We pass through many stages in our lives. Peter’s letter suggests that we are “living stones” and that we are building our lives, stone by stone. We cannot do it alone. That is why God calls us to be a people, welcoming all God’s people to be a “spiritual house”.

Stones or rocks can build up but they can also break down and destroy. If we even had the most fleeting sense that discipleship would be easy, we only need to read this passage today from Acts. Stephen, who belonged to the early church and whose ministry was to care for the widows, was the first Christian witness to die—by being stoned to death. I find it difficult to preach this. It can be scary to be a Christian. I’d rather distance myself as the crowd did when they covered their ears against Stephen’s witness. But this is not just a distant story about other people in another time. It’s a messy reality of someone beaten to death by stones.

In the commission of inhumane acts, one must forcibly shut out the humanity of the person in order to carry out the act. The crowd’s violence against Stephen began when they covered their ears and shouted over his voice. Rushing toward him, they dragged him out of the city and stoned him to death, representing a rising tension and intolerance toward this early Christian community.
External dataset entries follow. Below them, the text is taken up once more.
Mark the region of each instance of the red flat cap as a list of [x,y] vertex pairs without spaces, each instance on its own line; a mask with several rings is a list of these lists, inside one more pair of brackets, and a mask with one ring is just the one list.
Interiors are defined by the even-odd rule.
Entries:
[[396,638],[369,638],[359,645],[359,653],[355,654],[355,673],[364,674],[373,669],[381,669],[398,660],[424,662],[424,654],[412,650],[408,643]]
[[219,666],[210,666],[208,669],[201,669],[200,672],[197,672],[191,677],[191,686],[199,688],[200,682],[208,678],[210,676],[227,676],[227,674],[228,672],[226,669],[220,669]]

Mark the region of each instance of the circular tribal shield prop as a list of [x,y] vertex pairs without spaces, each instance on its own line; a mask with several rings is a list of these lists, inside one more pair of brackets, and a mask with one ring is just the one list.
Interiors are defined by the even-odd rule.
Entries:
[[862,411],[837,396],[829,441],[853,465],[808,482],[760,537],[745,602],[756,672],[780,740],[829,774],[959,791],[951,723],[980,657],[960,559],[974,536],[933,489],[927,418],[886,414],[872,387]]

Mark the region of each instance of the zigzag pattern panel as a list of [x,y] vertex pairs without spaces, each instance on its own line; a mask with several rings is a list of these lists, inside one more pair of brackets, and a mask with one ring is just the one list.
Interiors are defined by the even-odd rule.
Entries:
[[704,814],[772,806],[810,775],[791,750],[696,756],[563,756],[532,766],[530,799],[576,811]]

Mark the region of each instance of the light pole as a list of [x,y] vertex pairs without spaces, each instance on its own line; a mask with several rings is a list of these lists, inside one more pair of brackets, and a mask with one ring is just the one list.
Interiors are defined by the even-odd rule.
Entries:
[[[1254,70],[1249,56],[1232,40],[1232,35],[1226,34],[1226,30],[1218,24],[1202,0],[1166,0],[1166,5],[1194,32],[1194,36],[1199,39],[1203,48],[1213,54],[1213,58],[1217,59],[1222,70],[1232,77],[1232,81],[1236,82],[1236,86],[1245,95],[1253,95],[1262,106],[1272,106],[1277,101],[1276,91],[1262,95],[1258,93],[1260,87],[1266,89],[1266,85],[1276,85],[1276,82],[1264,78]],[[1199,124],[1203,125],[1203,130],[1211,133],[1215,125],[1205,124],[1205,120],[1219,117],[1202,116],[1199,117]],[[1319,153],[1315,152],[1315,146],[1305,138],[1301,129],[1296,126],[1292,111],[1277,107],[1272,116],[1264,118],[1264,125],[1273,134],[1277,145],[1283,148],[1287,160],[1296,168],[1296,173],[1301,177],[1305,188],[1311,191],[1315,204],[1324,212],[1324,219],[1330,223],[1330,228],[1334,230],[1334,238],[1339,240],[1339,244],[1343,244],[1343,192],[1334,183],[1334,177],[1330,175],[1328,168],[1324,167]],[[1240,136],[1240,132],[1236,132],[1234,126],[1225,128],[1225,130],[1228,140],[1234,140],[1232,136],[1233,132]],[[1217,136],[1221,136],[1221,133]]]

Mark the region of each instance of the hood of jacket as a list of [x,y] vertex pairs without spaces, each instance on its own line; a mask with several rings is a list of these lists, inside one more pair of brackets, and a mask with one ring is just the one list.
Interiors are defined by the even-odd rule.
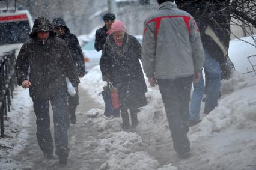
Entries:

This past week I viewed a documentary on TV called “The Freedom Fighters”. It was about the student movement for civil rights in the early 1960’s. Buses filled with Black and white college students came from all over the United States into the deep south to integrate lunch counters and bus station waiting rooms. The white mobs were incensed, filled with hate and violence. When 300 students were arrested in one day for sitting in at the lunch counter at Woolworth’s  in Nashville, Tennessee, this seemed to strengthen the students’ resolve, and fresh troops of students arrived on more buses.  They were a highly disciplined group who received training in nonviolence to remain calm when they were yelled at with ethnic slurs, punched and beaten by the mob. There was footage of some of the beatings, and you could see a deep calm and discipline among the students.

In one of the most poignant scenes, a bus carrying these students was shot upon by the mob so that all the tires blew out. A bomb was thrown at the bus so that the bus exploded in fire and forced everyone out. Then the white mob set upon the students, beating and stoning them. A white woman who was in a nearby shop could not stand the moans and cries for water. Taking her own life in her hands she brought one of the burned and beaten students water, and then went back for more water for another student, and another. She said that when she saw the suffering, she felt their humanity.
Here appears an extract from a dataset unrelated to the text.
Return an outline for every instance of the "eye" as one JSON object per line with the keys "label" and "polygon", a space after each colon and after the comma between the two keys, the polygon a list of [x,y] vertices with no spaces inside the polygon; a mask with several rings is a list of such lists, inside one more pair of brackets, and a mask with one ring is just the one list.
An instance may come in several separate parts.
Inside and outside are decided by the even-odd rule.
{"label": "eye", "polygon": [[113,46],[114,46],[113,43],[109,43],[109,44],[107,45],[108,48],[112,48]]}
These are stories of conviction.  Stephen was convinced because he was filled with the Holy Spirit. He saw the glory of God and he saw Jesus. The mob was incensed at his testimony. But Stephen was not looking at his detractors. He was not judging them or blaming them. He was looking at Jesus. Though he was being stoned, Stephen prayed to Jesus to receive him. He was looking forward.

The freedom fighters also were convinced. They were so convinced about what they were doing, that they were not even distracted by the mob. They focused on what they needed to do. One student interviewed later said that they gained strength from one another. They looked forward. When the American people saw on TV these mobs attacking disciplined and nonviolent students, they were shocked. Everyone was impacted by these events.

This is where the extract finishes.